A bunion (hallux valgus) is an enlargement of the bone or tissue around a joint at the base of the big toe or at the base of the little toe (in which case it is called a “bunionette” or “tailor’s bunion”). Bunions often occur when the joint is stressed over a prolonged period. They are nine times more common in women than in men, primarily because women may be more likely to wear tight, pointed, and confining shoes. Bunions may be inherited as a family trait. Bunions may also result from arthritis, which often affects the big toe joint.

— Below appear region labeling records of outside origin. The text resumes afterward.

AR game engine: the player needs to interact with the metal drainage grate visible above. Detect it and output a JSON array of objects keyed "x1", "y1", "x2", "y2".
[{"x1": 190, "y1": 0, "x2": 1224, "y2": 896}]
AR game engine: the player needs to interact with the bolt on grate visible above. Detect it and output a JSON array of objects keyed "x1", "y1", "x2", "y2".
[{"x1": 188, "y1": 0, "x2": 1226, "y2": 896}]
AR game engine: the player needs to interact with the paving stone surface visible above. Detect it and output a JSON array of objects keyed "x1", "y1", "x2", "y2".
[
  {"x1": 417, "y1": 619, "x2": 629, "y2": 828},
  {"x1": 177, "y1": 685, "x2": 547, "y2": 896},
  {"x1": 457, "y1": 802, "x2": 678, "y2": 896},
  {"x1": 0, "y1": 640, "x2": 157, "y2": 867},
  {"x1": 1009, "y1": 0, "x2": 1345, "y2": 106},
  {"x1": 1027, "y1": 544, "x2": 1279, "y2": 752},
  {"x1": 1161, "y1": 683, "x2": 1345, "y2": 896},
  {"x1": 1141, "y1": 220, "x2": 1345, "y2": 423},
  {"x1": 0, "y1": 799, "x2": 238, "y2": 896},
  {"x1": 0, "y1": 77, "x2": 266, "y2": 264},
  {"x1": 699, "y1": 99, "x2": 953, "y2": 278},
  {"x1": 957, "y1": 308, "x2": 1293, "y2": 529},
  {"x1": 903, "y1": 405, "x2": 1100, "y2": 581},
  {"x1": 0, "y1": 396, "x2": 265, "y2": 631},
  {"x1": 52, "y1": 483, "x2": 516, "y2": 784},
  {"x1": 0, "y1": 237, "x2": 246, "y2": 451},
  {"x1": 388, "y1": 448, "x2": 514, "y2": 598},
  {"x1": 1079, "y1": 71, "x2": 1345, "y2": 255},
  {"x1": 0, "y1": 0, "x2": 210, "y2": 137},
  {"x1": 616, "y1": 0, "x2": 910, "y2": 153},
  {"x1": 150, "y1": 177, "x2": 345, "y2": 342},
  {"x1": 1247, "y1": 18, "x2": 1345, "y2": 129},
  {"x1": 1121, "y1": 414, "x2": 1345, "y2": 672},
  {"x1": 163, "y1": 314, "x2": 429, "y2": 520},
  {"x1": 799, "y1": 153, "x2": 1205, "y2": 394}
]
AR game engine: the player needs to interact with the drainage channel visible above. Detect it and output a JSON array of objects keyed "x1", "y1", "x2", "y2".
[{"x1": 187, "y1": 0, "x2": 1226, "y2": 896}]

Often in the initial stages bunions may be painless and symptoms only occur in tight or high heeled shoes. In the later stages the big toe can press on the second toe producing interdigital corns. The big toe may also pass underneath the second toe causing the second MTP joint to cock up (become a hammer toe) and eventually may dislocate.

Treatment of Bunions

The nonsurgical treatment involves using wider or deeper shoes. If the structures on the inside are being stretched, then a toe separator can sometimes be helpful. The role of insoles in bunions is somewhat controversial. Some patients with flat feet do have accentuation of their deformity with weight bearing, and in these patients an arch support may help. The definitive treatment for bunions, however, is surgical. In general one has to move the bone and re-align the joint, rather than simply removing bone from the foot. There are a variety of procedures that may be performed and depend on the severity of the bunion. Following bunion surgery patients have to wear an orthopaedic sandal or walking boot for a period of time and can expect swelling in this foot for approximately six months.